Datasets
Image Dataset
- class torchflare.datasets.ImageDataset(convert_mode: str, *args, **kwargs)[source]
Class to create the dataset for Image Classification.
- classmethod from_csv(csv_path: Union[str, pathlib.Path], path: Union[str, pathlib.Path], input_columns: List[str], transforms: Optional[albumentations.Compose] = None, convert_mode: str = 'RGB', extension: Optional[str] = None, **kwargs)[source]
Classmethod to read inputs from the given csv.
- Parameters
path – The path where images are saved.
csv_path – Full path to the csv file.
input_columns – A list containing names of the image columns containing the image name/ids.
transforms – The augmentations to be used on images.
extension – The image file extension.
convert_mode – The mode to be passed to PIL.Image.convert.
Example
from torchflare.datasets import ImageDataset import albumentations as A ds = ImageDataset.from_csv(csv_path = "train/train.csv", path = "train/images", input_columns = ['image_ids'], transforms = A.Compose([A.Resize(256,256)] ).targets_from_df(target_columns = ["targets"])

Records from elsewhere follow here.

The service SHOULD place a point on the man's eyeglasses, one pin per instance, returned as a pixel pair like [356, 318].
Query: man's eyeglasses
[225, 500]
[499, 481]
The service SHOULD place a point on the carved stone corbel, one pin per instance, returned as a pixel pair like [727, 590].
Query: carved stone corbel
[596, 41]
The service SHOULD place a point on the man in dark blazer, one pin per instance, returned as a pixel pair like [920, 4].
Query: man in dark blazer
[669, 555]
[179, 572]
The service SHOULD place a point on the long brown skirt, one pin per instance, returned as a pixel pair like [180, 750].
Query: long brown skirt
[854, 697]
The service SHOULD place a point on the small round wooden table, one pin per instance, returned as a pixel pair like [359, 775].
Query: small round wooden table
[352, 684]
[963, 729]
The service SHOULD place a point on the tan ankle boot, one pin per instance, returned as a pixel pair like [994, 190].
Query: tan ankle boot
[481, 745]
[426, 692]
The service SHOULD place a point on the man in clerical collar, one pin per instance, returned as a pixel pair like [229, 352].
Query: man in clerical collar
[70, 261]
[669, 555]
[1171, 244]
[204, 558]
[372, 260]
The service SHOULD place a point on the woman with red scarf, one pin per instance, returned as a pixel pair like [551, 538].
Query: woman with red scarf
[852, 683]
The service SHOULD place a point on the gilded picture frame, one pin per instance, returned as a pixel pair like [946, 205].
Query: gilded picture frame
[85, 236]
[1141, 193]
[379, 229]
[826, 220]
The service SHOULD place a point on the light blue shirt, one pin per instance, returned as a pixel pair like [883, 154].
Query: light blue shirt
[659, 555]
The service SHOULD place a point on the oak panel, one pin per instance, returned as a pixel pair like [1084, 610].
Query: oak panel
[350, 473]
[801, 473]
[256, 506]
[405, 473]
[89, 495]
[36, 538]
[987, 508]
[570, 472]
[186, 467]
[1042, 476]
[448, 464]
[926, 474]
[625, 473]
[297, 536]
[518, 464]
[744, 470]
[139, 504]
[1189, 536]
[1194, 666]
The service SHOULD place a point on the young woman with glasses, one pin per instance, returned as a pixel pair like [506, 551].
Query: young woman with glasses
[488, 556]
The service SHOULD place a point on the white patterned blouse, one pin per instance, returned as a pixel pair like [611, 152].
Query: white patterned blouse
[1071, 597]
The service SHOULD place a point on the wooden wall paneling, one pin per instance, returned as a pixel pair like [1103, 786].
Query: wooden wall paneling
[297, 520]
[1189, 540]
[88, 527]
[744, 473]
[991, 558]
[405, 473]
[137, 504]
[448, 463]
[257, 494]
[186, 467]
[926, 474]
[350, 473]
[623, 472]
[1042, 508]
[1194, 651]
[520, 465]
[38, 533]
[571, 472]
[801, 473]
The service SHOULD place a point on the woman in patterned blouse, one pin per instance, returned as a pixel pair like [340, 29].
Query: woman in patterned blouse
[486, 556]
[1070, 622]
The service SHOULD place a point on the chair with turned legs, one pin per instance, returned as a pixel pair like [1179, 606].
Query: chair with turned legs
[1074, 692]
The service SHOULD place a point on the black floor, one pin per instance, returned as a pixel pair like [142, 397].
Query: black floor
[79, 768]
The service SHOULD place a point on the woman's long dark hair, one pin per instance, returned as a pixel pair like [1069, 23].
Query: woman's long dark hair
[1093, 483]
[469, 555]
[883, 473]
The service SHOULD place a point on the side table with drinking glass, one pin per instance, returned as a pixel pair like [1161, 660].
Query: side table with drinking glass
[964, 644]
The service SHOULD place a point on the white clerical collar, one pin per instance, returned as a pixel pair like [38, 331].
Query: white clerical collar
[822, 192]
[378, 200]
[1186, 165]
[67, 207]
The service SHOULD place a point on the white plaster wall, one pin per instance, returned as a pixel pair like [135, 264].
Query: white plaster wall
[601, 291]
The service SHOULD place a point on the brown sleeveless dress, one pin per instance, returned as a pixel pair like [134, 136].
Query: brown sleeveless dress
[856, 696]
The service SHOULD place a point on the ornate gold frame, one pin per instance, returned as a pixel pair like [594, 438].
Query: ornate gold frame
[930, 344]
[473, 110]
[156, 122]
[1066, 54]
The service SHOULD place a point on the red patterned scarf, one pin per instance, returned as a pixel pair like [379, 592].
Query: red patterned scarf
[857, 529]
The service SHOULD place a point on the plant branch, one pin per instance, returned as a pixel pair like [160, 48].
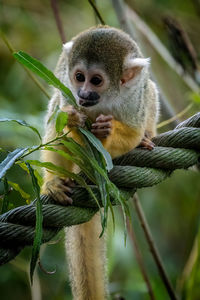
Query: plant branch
[153, 248]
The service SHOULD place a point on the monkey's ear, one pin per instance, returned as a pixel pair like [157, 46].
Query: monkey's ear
[67, 47]
[132, 69]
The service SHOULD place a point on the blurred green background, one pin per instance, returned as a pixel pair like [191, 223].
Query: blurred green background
[172, 207]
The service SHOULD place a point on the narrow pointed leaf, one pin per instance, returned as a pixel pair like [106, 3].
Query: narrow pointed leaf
[63, 172]
[5, 197]
[10, 159]
[61, 121]
[38, 68]
[23, 123]
[17, 188]
[38, 226]
[98, 145]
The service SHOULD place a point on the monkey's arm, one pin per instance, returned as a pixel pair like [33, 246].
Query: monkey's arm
[116, 137]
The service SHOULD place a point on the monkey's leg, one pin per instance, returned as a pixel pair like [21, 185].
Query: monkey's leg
[146, 141]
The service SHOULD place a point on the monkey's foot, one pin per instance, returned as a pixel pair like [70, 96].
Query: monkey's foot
[146, 142]
[75, 118]
[61, 189]
[102, 126]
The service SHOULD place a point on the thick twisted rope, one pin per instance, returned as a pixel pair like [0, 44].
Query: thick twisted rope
[175, 149]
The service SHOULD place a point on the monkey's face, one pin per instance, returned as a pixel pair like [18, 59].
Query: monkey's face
[89, 84]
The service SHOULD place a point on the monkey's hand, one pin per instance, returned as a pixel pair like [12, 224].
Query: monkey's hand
[75, 118]
[102, 126]
[60, 189]
[146, 141]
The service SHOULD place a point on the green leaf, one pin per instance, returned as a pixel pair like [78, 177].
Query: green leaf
[38, 226]
[53, 115]
[23, 123]
[5, 198]
[22, 165]
[195, 97]
[61, 121]
[98, 145]
[17, 188]
[38, 68]
[61, 171]
[8, 162]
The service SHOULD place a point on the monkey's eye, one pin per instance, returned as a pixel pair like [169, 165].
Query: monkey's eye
[80, 77]
[96, 80]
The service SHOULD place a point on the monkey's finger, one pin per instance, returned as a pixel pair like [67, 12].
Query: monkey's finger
[102, 125]
[101, 133]
[103, 118]
[147, 144]
[60, 197]
[65, 188]
[69, 182]
[64, 199]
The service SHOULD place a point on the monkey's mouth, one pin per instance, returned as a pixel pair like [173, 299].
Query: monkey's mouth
[87, 103]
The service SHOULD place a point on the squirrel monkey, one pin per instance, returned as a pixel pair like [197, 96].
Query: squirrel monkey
[109, 78]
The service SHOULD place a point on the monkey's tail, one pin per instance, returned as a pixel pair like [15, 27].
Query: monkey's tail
[86, 259]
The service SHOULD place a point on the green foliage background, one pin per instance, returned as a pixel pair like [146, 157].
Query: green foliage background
[172, 207]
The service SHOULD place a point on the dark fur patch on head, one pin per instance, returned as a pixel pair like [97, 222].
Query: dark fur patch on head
[105, 46]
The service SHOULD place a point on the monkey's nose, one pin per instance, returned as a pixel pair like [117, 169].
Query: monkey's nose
[88, 95]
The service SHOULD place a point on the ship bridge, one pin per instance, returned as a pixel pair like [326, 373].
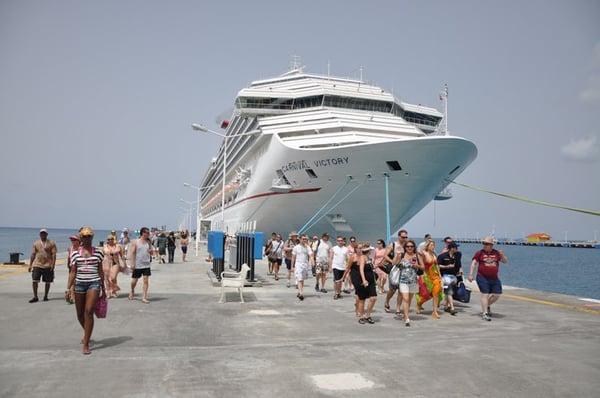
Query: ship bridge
[296, 91]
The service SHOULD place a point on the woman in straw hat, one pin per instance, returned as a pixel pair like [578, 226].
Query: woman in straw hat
[87, 277]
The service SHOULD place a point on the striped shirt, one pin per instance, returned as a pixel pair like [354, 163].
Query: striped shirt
[86, 268]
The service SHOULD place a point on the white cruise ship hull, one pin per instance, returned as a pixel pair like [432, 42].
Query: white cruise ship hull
[356, 207]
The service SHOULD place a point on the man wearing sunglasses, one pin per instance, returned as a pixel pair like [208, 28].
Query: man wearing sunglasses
[338, 256]
[302, 260]
[488, 262]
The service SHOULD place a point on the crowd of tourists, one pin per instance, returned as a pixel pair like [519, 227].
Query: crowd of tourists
[401, 268]
[93, 271]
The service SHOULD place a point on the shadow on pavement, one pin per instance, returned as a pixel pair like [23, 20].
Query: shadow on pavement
[110, 342]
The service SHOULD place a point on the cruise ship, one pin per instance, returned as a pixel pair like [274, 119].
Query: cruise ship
[316, 153]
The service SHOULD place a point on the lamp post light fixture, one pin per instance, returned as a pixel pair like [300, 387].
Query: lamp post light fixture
[204, 129]
[198, 214]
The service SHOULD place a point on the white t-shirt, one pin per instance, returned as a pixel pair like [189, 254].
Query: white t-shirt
[323, 251]
[302, 254]
[340, 255]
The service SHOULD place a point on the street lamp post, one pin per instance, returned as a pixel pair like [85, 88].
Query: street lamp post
[198, 217]
[190, 214]
[202, 128]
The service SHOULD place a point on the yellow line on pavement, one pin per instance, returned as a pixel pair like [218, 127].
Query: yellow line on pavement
[553, 304]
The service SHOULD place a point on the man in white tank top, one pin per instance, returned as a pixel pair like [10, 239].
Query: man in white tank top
[141, 254]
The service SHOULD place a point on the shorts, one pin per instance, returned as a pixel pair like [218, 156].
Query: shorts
[489, 286]
[83, 287]
[450, 282]
[275, 261]
[301, 272]
[139, 272]
[338, 274]
[408, 288]
[322, 266]
[45, 274]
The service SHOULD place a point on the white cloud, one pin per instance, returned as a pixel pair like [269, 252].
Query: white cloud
[585, 149]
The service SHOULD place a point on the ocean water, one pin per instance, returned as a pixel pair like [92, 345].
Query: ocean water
[20, 240]
[554, 269]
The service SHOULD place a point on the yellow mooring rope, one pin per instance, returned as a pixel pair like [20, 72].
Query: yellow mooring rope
[527, 200]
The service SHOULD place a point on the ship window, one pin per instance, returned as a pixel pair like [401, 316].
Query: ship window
[357, 103]
[265, 103]
[420, 118]
[311, 173]
[308, 102]
[394, 165]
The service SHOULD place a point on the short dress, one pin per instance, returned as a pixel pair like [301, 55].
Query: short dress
[361, 291]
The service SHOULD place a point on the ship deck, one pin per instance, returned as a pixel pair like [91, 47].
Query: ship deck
[184, 343]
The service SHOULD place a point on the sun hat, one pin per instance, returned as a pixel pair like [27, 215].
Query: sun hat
[488, 239]
[86, 231]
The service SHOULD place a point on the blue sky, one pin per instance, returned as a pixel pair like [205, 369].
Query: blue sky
[97, 98]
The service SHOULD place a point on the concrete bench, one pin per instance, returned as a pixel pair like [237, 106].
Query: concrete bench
[235, 280]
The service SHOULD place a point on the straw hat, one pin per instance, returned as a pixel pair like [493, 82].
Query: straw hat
[488, 239]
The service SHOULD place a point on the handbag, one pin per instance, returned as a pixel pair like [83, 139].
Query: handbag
[101, 307]
[394, 277]
[423, 292]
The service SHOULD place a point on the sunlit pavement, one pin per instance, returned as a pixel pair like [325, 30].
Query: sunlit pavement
[184, 343]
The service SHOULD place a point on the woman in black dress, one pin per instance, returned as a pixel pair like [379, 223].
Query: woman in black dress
[363, 279]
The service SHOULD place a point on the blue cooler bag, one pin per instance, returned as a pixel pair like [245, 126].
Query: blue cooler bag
[462, 294]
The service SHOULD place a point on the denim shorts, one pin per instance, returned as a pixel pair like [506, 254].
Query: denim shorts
[489, 286]
[83, 287]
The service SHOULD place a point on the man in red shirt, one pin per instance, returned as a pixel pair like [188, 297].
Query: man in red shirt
[488, 262]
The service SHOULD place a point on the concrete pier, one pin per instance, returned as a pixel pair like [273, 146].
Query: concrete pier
[184, 343]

- classmethod from_df(df: pandas.DataFrame, path: Union[str, pathlib.Path], input_columns: List[str], transforms: Optional[albumentations.Compose] = None, convert_mode: str = 'RGB', extension: Optional[str] = None, **kwargs)[source]
Classmethod to read inputs from the given dataframe.
- Parameters
path – The path where images are saved.
df – The dataframe containing the image name/ids, and the targets
input_columns – A list containing name/names of the image columns containing the image name/ids.
transforms – The augmentations to be used on images.
extension – The image file extension.
convert_mode – The mode to be passed to PIL.Image.convert.
Example
from torchflare.datasets import ImageDataset ds = ImageDataset.from_df(df = df, path = "train/images", input_columns = ['image_ids'], transforms = A.Compose([A.Resize(256,256)] ).targets_from_df(target_columns = ["targets"])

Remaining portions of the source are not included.